Kingsman: The Secret Service: B-
Take the cheeky hyper-violence of the Kick-Ass superhero movies, apply them to the James Bond formula (more Roger Moore than Daniel Craig), and — voila! — you have director Matthew Vaughn's latest adaptation of a Mark Millar comic book, Secret Service.
Not smart enough to be truly meta, this ADHD-paced, nuance-free bit of brain candy is wildly energetic and has a smirk a mile wide but mistakenly believes that self-awareness compensates for a storyline that's cliché. Vaughn and Co. name-drop Bond, Jason Bourne, and Jack Bauer (while invoking the sophistication of John Steed from The Avengers), but really they should be comparing their oh-veddy British efforts to In Like Flint and Matt Helm, American spy-movie spoofs that similarly tried to toe the line between humor and homage.
Colin Firth is Harry Hart, aka Galahad, a dapper secret agent for a clandestine spy network that's run out of a Savile Row tailor's shop named Kingsman. When a fellow operative is murdered and somebody discovers that a lispy, plutocratic mad genius (Samuel L. Jackson) has devised a plan to murder billions of people, Hart must simultaneously find a replacement agent and thwart the dastardly scheme. Enter working-class Eggsy (Taron Egerton), the underachieving son of a former agent who must now outcompete a gaggle of priggish, boarding-school recruits while undergoing (as he himself mentions) an Eliza Doolittle-like transformation in order to join the ultra-suave Kingsmen. Of course, that means passing tests only streetwise Eggsy can solve, surprising everyone with his physical skills, attracting the attentions of a rival female recruit, and proving to be a better all-round chap to have around when the chips are down.

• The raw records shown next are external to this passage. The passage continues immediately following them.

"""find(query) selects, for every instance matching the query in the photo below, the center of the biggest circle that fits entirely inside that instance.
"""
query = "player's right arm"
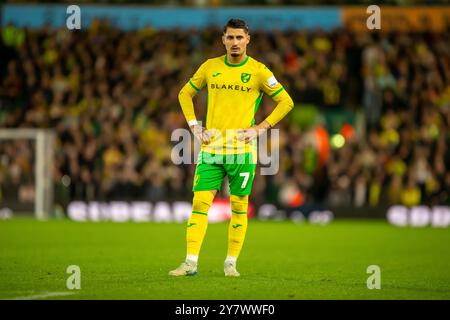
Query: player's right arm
(190, 89)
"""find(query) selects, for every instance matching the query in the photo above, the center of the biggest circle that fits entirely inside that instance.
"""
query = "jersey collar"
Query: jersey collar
(235, 65)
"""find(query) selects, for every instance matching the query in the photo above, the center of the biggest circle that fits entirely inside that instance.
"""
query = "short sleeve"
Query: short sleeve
(268, 83)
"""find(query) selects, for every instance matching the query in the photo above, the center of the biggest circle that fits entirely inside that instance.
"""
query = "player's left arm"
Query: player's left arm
(275, 90)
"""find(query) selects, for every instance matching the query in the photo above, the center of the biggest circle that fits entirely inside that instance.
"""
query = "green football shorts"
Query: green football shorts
(212, 168)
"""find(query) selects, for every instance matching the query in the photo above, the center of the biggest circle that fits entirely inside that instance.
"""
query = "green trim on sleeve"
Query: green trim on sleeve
(238, 212)
(257, 103)
(277, 92)
(198, 212)
(193, 86)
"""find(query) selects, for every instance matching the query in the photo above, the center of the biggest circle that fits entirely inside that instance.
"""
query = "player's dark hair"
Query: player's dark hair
(236, 24)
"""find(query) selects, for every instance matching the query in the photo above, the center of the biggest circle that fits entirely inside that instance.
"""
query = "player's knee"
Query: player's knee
(202, 201)
(239, 204)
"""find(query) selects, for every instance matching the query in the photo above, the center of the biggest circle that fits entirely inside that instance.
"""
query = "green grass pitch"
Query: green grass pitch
(280, 260)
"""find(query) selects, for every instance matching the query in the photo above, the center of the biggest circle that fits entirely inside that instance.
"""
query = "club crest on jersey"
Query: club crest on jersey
(245, 77)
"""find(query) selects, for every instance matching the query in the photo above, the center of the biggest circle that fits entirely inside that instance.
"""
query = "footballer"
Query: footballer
(235, 84)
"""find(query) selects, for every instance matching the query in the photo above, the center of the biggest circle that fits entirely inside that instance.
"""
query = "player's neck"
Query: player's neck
(236, 60)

Kingsman is based on a comic book, and the film never lets you forget it, with its crude, laddish jokes and pulp affectations. Vaughn gleefully banishes all subtlety and taste from his film as he stages each rambunctiously bloody action sequence to highlight just how preposterous they are. The stylish standout is a brawl-like massacre in which Firth's Galahad is forced to take on a right-wing, hate-mongering congregation of Kentucky churchgoers. It's a tour de force fight sequence that even manages to mockingly reference Britain's Night of the Proms.
Despite the inclusion of a few female characters, Kingsman flirts with being just another chapter of the He-Man Women Hater's Club. Merging the hot model assistant and evil henchman into one lethal package, Sofia Boutella plays Jackson's deadly bodyguard, sadistically slicing adversaries in half with her razor-sharp blades for legs. This sets the stage for a man-kicks-chick's ass climax that's hard to cheer. Meanwhile, Eggsy's mum is a doormat for her thug boyfriend, and fellow female recruit Roxy is banished to the sidelines with an afterthought of a mission that supposedly buys our hero a few extra minutes. And what is Eggsy's big reward for saving the world? Why, anal sex with a Swedish princess, of course (it's her suggestion, if that helps).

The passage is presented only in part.